The international labor rights movement, led by the International Labour Organization (ILO), is at the center of a heated debate over labor standards in the developing world. The ILO argues that developing countries are currently ready for the more stringent labor standards in place in developed countries, like the U.S. The resistance of developing countries to such standards has lately led the ILO to push for a formal linkage between itself and the WTO as a means of imposing higher standards on developing countries.
In a recent paper, "Good for the Goose, Bad for the Gander: International Labor Standards and Comparative Development," forthcoming the Journal of Labor Research, Josh Hall and I investigate the ILO's claim by examining the timing of labor standard adoption in highly developed countries. These nations were all once as poor as today's developing countries and made the tradeoff between labor standards and income in the past. Their experience therefore suggests a safe income threshold for adopting similar labor standards in the developing world.

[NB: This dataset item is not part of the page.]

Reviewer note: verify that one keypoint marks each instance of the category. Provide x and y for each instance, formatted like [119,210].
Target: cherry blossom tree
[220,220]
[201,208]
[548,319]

Using current GDP per capita levels and growth rates in Sub-Saharan Africa, we determine how far these developing countries are from achieving the development threshold the highly developed world reached before it created various labor standards. We find that every ILO-proposed labor standard is highly premature for Sub-Saharan Africa. These countries are between 100 and 300 years from reaching this threshold. ILO-proposed policy is exactly backward. A substantial relaxation of labor standards is the appropriate labor policy for this part of the developing world.